明姀上了厚妆,最白色号的粉底,遮瑕掩盖黑眼圈,珊瑚色腮红看起来气色好,豆沙色的口红适合日常生活。
从医院回来赶上吃晚饭,顾母让阿姨端了一锅萝卜白汤羊蝎子,还烙的玉米面饼。
明姀闻着味就想吐,她捂着胸口,儘可能控制自己。顾母看她一眼,盛了口汤尝尝。
「嗯,不膻,明姀快来喝点。我跟你说,这道锅子可是阿姨的拿手绝活。」
明姀勉强扯出点笑容,接过顾母递来的碗。
「谢谢妈。」
顾母回头叫顾父过来吃饭,顾川把碗接过放下,拉着明姀往外走。
顾川一脸严肃,神色间不愉混杂着无奈,拽着明姀用了些力,她没反应过来,踉跄着撞到了椅子。
顾母转头,有些疑惑。
「你俩干什么去?」
明姀想说话,顾川扶住明姀,手臂绕到后面搂住她的腰,抢白道:「我们去外面吃。」
「不是才回来,怎么又走?」
这回问的是顾父。
明姀拽住顾川,顾川侧头看她,两人暗自较劲,顾川嘆气,把人打横抱起。
他走的费劲,一瘸一拐,明姀不敢挣扎,只得搂着他脖子说我错了,你放我下来。
顾川不说话,抿着嘴板着脸,可算出了门,明姀被放下来,看到顾川额角滑下的汗珠。
他这假肢,平时走路都要很慢很慢,抱一个人,即便明姀瘦的一身骨头,还是费了好大劲。
等车的间隙,明姀就一直看着顾川,他明知她在看他,就是不回头,梗着脖子,那样子像一个小学生。
「噗!」
「……」
「噗……哈哈哈!」
明姀笑得挺大声,眼睛弯弯,嘴巴张开,露出八颗牙。
「笑什么?」
顾川放软了声音,手指摩挲着明姀的手背,他没发觉,自己眼里也带了笑意。
明姀捂着嘴,过一会才说。
「要姐姐给你买玩具吗?」
「……什么?」
「你上几年级了呀,变形金刚喜欢吗?」
明姀先捏捏顾川的腰,再踮脚捏捏顾川的脸。
顾川冷笑出声,反手捏住明姀的脸,再一展臂,把人按在自己胸前。
明姀鬆了口气,继而圈住顾川的腰。
「那时候你拿水杯砸我,就很小学生,让人哄。

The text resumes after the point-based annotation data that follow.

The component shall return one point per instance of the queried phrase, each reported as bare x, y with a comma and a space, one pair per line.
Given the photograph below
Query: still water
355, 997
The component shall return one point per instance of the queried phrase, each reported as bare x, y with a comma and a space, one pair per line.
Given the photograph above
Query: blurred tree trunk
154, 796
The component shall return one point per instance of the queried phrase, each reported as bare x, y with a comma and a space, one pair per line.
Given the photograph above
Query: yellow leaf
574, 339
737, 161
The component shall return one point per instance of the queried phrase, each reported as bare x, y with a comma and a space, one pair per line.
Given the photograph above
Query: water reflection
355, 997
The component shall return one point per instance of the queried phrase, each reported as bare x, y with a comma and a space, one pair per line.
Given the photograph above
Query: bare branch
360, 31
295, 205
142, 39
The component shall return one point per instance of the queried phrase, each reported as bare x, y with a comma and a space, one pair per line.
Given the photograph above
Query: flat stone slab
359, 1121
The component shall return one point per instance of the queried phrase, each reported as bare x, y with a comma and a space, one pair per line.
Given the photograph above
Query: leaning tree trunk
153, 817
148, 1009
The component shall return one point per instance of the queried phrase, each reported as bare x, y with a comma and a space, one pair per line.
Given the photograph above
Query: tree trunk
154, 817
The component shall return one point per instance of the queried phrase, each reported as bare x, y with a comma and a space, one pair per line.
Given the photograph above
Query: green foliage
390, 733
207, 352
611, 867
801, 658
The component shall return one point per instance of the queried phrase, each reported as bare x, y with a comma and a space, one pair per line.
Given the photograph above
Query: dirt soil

」
「后来你道歉,是哄我?」
「是也不是。」明姀抬头看他,手慢慢抚摸上他的下颌、脸颊、鼻樑,一直到眼睛。
顾川眨了下眼。
「我们回去吧,回去吃饭。」
「吃完就吐,别吃了。」
「可你妈会疑心。」
「你还是不想让他俩知道?」
「我没问题的,我只是心理疾病,我身体很好,不耽误生孩子。」
「明姀……你知道,我不是这意思。」
顾川嘆气,他知道,明姀害怕的是顾母。
顾母嘱咐他们多住段时间,几个月半年的都行,她还特意把要去国外的课程排期往后推了,每天好吃好喝的供着,期望明姀早日怀孕。
顾川也没想到会是这样,他从小无需父母操心,家里的阿姨只管做饭,但自从车祸后父母开始担心他找对象,和明姀结婚了也没太多联繫,顾家夫妇六十了还活跃在讲台科研所,现在突然想享受天伦之乐。